Stanko Grafenauer

= Stanko Grafenauer =

Slovenian mineralogist and academic

Stanko Grafenauer (13 May 1922 – 7 August 2010) was a Slovenian mining engineer, mineralogist and academic. He made significant contributions to the field of mineralogy and introduced new measurement techniques in his research. Grafenauer was also recognised for his work as a geologist and his involvement in academia. His main fields of research were: ultramafic rocks with chromite deposits, Triassic igneous rocks of Slovenia, and studying mineral deposits in the Balkans thought to be related to Triassic igneous activity. He was also involved in the study of Moon samples.

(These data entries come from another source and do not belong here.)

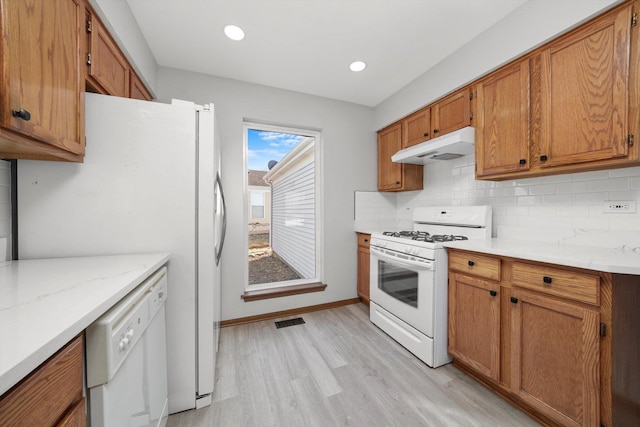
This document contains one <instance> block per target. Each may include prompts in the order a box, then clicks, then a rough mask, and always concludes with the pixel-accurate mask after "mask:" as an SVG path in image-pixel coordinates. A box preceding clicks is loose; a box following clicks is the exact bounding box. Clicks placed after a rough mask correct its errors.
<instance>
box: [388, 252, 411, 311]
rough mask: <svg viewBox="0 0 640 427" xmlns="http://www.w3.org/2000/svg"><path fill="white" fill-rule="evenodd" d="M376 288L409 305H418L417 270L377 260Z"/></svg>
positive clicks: (399, 300) (405, 303)
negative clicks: (376, 275) (377, 264)
mask: <svg viewBox="0 0 640 427" xmlns="http://www.w3.org/2000/svg"><path fill="white" fill-rule="evenodd" d="M378 288H380V290H381V291H383V292H384V293H386V294H387V295H389V296H391V297H393V298H395V299H397V300H398V301H400V302H403V303H405V304H407V305H410V306H411V307H416V308H417V307H418V272H417V271H413V270H410V269H408V268H406V267H402V266H399V265H397V264H392V263H390V262H387V261H384V260H381V259H379V260H378Z"/></svg>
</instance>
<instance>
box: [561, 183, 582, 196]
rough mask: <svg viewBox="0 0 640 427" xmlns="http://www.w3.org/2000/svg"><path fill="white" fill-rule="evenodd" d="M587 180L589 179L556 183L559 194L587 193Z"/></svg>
mask: <svg viewBox="0 0 640 427" xmlns="http://www.w3.org/2000/svg"><path fill="white" fill-rule="evenodd" d="M587 182H588V181H577V182H566V183H561V184H556V193H557V194H566V193H586V192H587Z"/></svg>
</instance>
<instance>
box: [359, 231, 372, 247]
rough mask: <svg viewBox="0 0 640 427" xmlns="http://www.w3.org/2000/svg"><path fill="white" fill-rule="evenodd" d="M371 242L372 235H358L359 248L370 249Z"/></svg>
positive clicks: (367, 234)
mask: <svg viewBox="0 0 640 427" xmlns="http://www.w3.org/2000/svg"><path fill="white" fill-rule="evenodd" d="M370 241H371V234H364V233H358V246H366V247H369V242H370Z"/></svg>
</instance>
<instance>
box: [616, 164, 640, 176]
mask: <svg viewBox="0 0 640 427" xmlns="http://www.w3.org/2000/svg"><path fill="white" fill-rule="evenodd" d="M622 176H638V177H640V166H634V167H631V168H621V169H611V170H609V177H611V178H618V177H622Z"/></svg>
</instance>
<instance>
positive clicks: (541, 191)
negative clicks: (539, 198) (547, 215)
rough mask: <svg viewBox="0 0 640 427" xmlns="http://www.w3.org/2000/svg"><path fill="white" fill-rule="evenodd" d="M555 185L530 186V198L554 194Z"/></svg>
mask: <svg viewBox="0 0 640 427" xmlns="http://www.w3.org/2000/svg"><path fill="white" fill-rule="evenodd" d="M555 192H556V185H555V184H544V185H532V186H530V187H529V194H530V195H532V196H540V195H545V194H555Z"/></svg>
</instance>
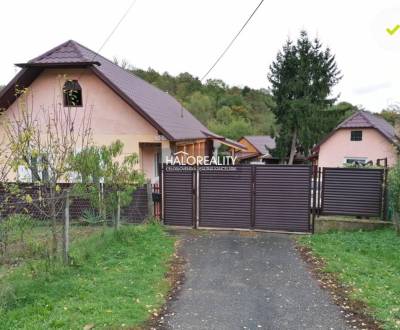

== Early life and education ==
Stanko Grafenauer was born in Ljubljana, then part of Yugoslavia. In 1941, he enrolled in his studies at the Faculty of Engineering in Ljubljana but was interrupted by the outbreak of World War II. During the war, he was interned in Gonars and Monigo. After the war, he resumed his education and graduated in 1948. After completing his doctoral studies, Grafenauer joined the Mežica mine in 1955, where he remained until 1961. During this time, he held the position of chief mining engineer and implemented innovative working methods. His work extended beyond day-to-day operations, as he also conducted systematic research into the formation and genesis of ore deposits. In order to enhance his expertise, Grafenauer pursued further education in the field. From 1957 to 1958, he expanded his knowledge of X-ray diffraction and ore microscopy through specialised training in Heidelberg. This additional training allowed him to deepen his understanding of these techniques and apply them effectively to his research.

== Career ==
After completing his degree, Grafenauer worked as a geologist in the mines of Mežica and Raduša (1949–1954). He also worked at the Geological Institute of Macedonia in Skopje. His professional endeavors focused on researching various minerals and implementing new measurement techniques in the field. In 1959, Grafenauer achieved habilitation. Subsequently, in 1961, he was appointed as an associate professor of ore deposit geology at the Faculty of Mining, Metallurgy, and Chemical Technology at the University of Ljubljana. In 1965, he became a full professor at its successor, the Faculty of Natural Sciences and Technology. In April 1973, he was elected as an associate member of the Slovenian Academy of Sciences and Arts. In April 1981, he became a full member of the academy. Throughout his career, he received several accolades, including the Boris Kidrič Foundation Award in 1972, which honoured his outstanding achievements. He was the first in Yugoslavia to use the electron microprobe and he found there a number of rare minerals, such as maucherite and mackinawite.

== Personal life ==
Beyond his professional accomplishments, Stanko Grafenauer displayed diverse interests. As a retiree, he authored a book featuring recipes for dishes prepared within his family. He had a daughter named Irena Grafenauer, who gained renown as a flutist. His father was linguist and historian, best known as historian of literature, Ivan Grafenauer, his sister was designer, architect and choreographer Marija Grafenauer-Vogelnik, and his brother was the historian Bogo Grafenauer.